After a prolonged dry spell, Bitcoin ETFs experienced a significant resurgence, while Ethereum-based funds continued to struggle, reflecting shifting investor sentiment in the cryptocurrency market.
Bitcoin ETFs End Outflow Streak
US-based spot Bitcoin ETFs broke a five-week streak of net outflows during the trading week ending March 21, 2025. These ETFs recorded a net inflow of $744.4 million, the largest in eight weeks, with a six-day daily inflow streak. BlackRock’s iShares Bitcoin Trust (IBIT) contributed the most with $537.5 million, followed by Fidelity’s Wise Origin Bitcoin Fund (FBTC) with $136.5 million. The total net flow for Bitcoin ETFs on March 21, 2025, was $83.1 million. IBIT saw an inflow of $105 million, while GBTC experienced an outflow of $21.9 million.

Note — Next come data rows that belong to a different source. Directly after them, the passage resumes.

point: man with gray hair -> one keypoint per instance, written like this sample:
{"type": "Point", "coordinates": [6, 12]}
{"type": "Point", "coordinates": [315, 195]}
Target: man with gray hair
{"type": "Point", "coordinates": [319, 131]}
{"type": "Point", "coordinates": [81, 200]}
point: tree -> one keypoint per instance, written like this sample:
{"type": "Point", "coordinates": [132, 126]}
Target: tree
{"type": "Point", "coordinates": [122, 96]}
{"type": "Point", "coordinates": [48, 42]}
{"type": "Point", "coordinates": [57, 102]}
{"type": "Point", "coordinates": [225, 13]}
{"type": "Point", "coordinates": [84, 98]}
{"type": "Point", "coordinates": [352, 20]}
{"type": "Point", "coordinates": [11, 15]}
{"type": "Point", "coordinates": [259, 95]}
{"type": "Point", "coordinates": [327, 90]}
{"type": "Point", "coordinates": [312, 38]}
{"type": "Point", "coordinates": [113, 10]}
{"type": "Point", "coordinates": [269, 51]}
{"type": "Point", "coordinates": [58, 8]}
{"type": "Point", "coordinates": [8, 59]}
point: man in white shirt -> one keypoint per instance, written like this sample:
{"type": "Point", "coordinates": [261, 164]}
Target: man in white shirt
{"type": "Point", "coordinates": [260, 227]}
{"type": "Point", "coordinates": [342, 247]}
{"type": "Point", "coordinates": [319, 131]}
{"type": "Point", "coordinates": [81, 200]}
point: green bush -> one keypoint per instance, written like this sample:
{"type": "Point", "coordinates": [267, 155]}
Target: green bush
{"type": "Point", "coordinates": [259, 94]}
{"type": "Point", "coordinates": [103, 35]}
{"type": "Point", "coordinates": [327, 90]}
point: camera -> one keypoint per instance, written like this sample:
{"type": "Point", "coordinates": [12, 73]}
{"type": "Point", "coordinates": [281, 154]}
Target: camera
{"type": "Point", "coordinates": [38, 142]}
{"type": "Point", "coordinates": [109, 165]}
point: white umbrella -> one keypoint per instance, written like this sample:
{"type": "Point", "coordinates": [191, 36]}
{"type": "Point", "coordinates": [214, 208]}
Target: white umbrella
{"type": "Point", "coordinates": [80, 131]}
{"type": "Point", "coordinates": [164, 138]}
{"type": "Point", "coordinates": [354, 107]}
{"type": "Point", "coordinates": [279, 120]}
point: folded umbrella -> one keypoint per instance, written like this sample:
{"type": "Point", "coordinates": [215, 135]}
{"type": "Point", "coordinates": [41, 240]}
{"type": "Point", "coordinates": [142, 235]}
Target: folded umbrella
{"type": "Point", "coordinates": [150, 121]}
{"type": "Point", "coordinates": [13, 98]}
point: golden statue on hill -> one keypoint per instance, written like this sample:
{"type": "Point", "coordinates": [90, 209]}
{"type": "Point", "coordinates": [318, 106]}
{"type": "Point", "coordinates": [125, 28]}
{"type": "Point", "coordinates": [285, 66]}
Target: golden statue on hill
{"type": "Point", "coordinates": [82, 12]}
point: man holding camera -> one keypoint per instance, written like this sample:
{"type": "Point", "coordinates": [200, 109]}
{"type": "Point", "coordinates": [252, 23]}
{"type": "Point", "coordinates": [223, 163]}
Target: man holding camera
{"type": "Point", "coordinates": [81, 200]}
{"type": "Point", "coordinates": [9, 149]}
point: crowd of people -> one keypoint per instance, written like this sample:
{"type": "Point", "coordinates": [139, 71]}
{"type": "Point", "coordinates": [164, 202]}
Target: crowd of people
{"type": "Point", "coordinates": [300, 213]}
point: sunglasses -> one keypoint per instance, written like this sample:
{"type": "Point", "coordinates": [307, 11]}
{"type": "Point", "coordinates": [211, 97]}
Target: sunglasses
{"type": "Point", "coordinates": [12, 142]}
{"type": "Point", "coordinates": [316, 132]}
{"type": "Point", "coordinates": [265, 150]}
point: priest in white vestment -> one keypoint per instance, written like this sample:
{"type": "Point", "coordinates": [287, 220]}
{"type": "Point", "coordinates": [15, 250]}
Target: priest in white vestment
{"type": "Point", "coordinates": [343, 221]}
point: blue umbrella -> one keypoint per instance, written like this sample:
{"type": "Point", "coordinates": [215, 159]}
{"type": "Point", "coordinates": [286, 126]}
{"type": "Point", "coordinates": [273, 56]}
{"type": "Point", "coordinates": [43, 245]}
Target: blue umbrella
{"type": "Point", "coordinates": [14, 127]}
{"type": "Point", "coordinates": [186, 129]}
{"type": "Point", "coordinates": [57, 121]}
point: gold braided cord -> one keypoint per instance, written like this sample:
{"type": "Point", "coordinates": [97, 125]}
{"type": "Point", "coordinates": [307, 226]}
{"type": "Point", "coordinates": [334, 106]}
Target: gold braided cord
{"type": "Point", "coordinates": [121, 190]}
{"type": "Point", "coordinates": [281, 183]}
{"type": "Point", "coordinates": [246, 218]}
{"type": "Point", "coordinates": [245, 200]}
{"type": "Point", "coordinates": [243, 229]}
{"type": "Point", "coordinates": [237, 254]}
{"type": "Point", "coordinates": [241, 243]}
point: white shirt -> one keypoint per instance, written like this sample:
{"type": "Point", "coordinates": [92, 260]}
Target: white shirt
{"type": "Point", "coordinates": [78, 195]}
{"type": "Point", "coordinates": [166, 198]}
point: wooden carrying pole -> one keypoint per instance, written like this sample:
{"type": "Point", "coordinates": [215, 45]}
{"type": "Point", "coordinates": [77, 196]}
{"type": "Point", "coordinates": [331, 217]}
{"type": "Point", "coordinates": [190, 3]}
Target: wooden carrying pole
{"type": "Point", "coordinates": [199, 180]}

The renewed inflows mark a positive shift after concerns about trade tensions and recession. Earlier in the year, Bitcoin ETFs saw their largest net inflows of 2025, with $1.96 billion in the week ending January 17 and $1.76 billion the following week.
Ethereum ETFs Extend Outflow Trend
Ether ETFs experienced their fourth consecutive week of net outflows. However, institutions are still deepening their exposure to the asset. BlackRock’s BUIDL fund, which invests in tokenized real-world assets (RWAs), now holds $1.15 billion worth of Ether, an increase from $990 million the previous week. This ETH injection signals growing conviction in Ethereum’s role as infrastructure for real-world asset tokenization from the world’s largest asset manager.
Market Sentiment Improves Amidst Caution
Overall market sentiment has improved, with the Crypto Fear & Greed Index rising from 32% to 45%. However, investment firm QCP Capital advises caution due to upcoming tariff escalations.